Hier, les autorités allemandes ont dit soupçonner un «employé militaire» allemand d'avoir fait de l'espionnage pour le compte des États-Unis, le deuxième cas du genre en moins d'une semaine. Cela ne devrait étonner personne, note Frederick W. Rustmann Jr., auteur du livre CIA Inc.,qui a passé 24 ans dans le service des opérations clandestines de la CIA. La Presse lui a parlé hier.

Q: Le fait que des Allemands soient soupçonnés d'espionner pour le compte de la CIA vous étonne-t-il?

R: Pas du tout. Le scandale, c'est qu'ils se soient fait prendre. Peu importe leurs réactions sur la place publique, les dirigeants allemands, Angela Merkel en tête, savent bien que leur pays fait la même chose. Tous les pays le font, même à ceux avec lesquels ils sont en bons termes. L'Allemagne espionne les États-Unis, le Canada, la France et bien d'autres pays. Les pays font ce qu'ils pensent être dans leur intérêt supérieur, tout simplement.

Q: Pourquoi des pays alliés choisissent-ils de s'espionner entre eux?

R: Nous voulons savoir à quoi pensent nos alliés. Nous voulons savoir s'ils font en privé ce qu'ils nous disent qu'ils font. Je dois ajouter: la plupart du temps, il n'y a aucune surprise. Les gouvernements des pays en bons termes sont généralement sur la même longueur d'onde en privé. Mais lorsqu'il y a des surprises, ça devient intéressant d'avoir accès à une information de qualité, une information directe. Ça permet de savoir très rapidement à quoi s'en tenir. Les seuls pays qui ne s'espionnent pas mutuellement sont le Royaume-Uni et les États-Unis, qui ont une entente en ce sens.

Q: Dans l'ère Snowden, où l'écoute électronique est si poussée, est-il encore nécessaire d'avoir des espions sur le terrain?

R: L'écoute électronique est un outil très perfectionné, mais elle n'élimine pas le besoin d'avoir des yeux et des oreilles sur le terrain, dans les cercles du pouvoir. L'écoute électronique est utile pour cibler une personne en particulier, alors qu'un homme sur place vous donne accès à du renseignement très poussé. C'est toujours mieux parce qu'on peut avoir une conversation avec lui, lui poser des questions. L'écoute électronique, c'est souvent passif. C'est donc pour cela que les pays cherchent à recruter des membres de gouvernements étrangers.

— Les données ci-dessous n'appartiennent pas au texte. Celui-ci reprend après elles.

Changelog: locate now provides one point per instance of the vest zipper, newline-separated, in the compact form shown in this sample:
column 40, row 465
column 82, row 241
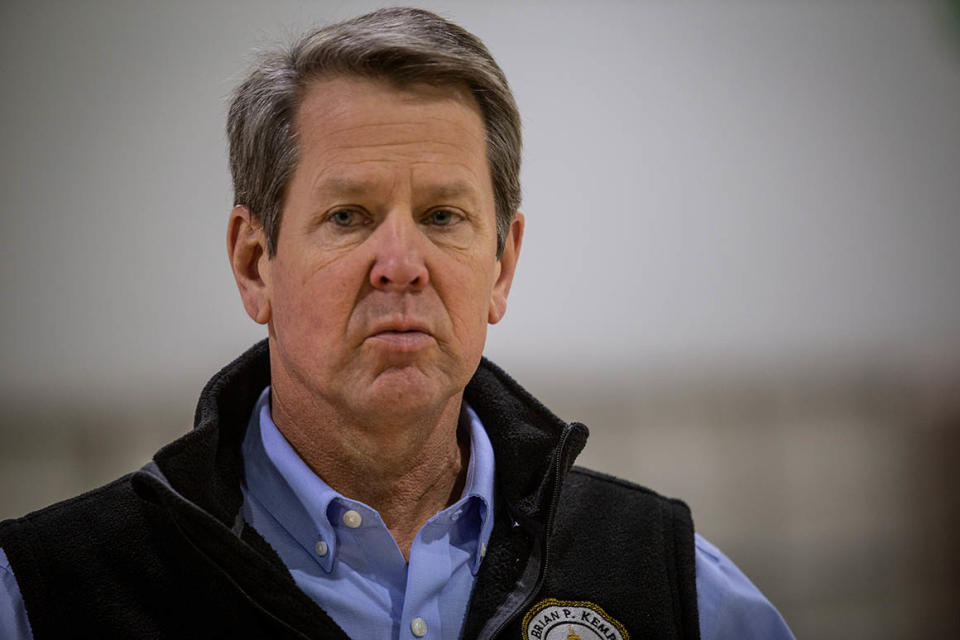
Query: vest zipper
column 551, row 514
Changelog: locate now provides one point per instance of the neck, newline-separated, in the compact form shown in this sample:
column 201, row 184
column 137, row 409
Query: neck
column 408, row 468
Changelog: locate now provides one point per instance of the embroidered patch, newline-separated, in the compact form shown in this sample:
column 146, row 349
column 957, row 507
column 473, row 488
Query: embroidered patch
column 553, row 619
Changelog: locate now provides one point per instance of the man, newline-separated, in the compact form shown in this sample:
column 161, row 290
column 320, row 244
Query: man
column 363, row 473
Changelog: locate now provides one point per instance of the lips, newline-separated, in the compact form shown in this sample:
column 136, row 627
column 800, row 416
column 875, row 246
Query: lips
column 404, row 335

Q: Les renseignements recueillis par la CIA peuvent-ils servir les intérêts des entreprises américaines?

R: Les États-Unis ne font pas cela, c'est une règle stricte. Par contre, je sais qu'Israël le fait, que la France le fait, tout comme la Chine, l'Afrique du Sud... Les Français avaient carrément mis des micros dans les sièges des avions Concorde pour écouter les conversations des gens d'affaires. Cela dit, si les services de renseignement américains découvrent qu'une compagnie étrangère concurrente d'une compagnie américaine paie des pots-de-vin pour avoir tel tel ou contrat, cela pourrait entraîner des démarches.

Q: Dans votre livre, vous parlez de l'espionnage mené par Volkswagen contre GM dans les années 90.

R: C'est un exemple frappant: Volkswagen payait une demi-douzaine d'ingénieurs allemands qui travaillaient chez GM. Ils ont collecté des documents secrets sur le design, l'ingénierie, et les ont envoyés à Volkswagen en Allemagne avant de remettre leur démission. GM a poursuivi Volkswagen, et ça s'est réglé à l'amiable, en 1997, pour 100 millions en dédommagement et 1 milliard en achats de pièces GM par Volkswagen. Dans cette affaire, les espions ont agi en amateurs: s'ils avaient mieux fait leur travail, Volkswagen aurait connu un meilleur rendement sur le marché de GM, et les gens de GM n'auraient jamais compris pourquoi.